Category Archives for "Exit Strategies"

Why Do You Need Exit Strategy in Your Business ?

What are your long-term and short term goals for your business ?

Veteran entrepreneur Celeste Hilling, CEO and founder of 10-year-old lifestyle company Skin Authority, stumped me with this question a few weeks ago, but she definitely left me with something to think about. When I started Deborah Mitchell Media Associates a few years ago, I was primarily concerned about getting it up and running, but Hilling explained that an exit strategy should be a part of every business plan.

“At the start of your venture, have a plan for how you want to exit or transition from the business. This will help you be clear in your focus, share a clear vision for your staff and navigate times when you are confused,” Hilling says. “You can use the end game as your compass. Does this decision put you within reach of your end goal? Do you want to sell the business to a public company, use it to produce cash for your lifestyle or create a legacy for your children’s future? This decision will help direct your path in channels, distribution, brand profile, partnerships, media, etc.”

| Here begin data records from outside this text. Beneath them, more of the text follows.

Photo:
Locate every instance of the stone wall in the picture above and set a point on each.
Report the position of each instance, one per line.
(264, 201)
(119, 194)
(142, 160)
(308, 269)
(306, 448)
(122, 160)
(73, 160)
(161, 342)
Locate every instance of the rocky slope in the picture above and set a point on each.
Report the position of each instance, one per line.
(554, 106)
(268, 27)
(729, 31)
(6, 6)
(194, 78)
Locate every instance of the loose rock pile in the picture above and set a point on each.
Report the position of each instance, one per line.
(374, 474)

It turns out, without a detailed exit strategy, I have been working harder, not smarter, with no real plan for the end. Over the years, I have made several changes in terms of the vision for my business, an evolution that is not uncommon.

“This is very normal. Laura and I started DigitalFlash about five years ago and have narrowed the focus many times over the years,” says Sara Walker-Santana, co-founder of the digital agency DigitalFlash. “In the beginning, you want to say ‘yes’ to everything, but over time you realize this can hurt your business more than help it.”

Saying yes to everything is often tempting, especially when you are trying to grow a business. But saying no and offering a defined set of services could be a better route to go.

Walker-Santana says that “finding the one or two things your company excels at and that you enjoy doing, most of the time, is the way to go. You and your clients will be happier.”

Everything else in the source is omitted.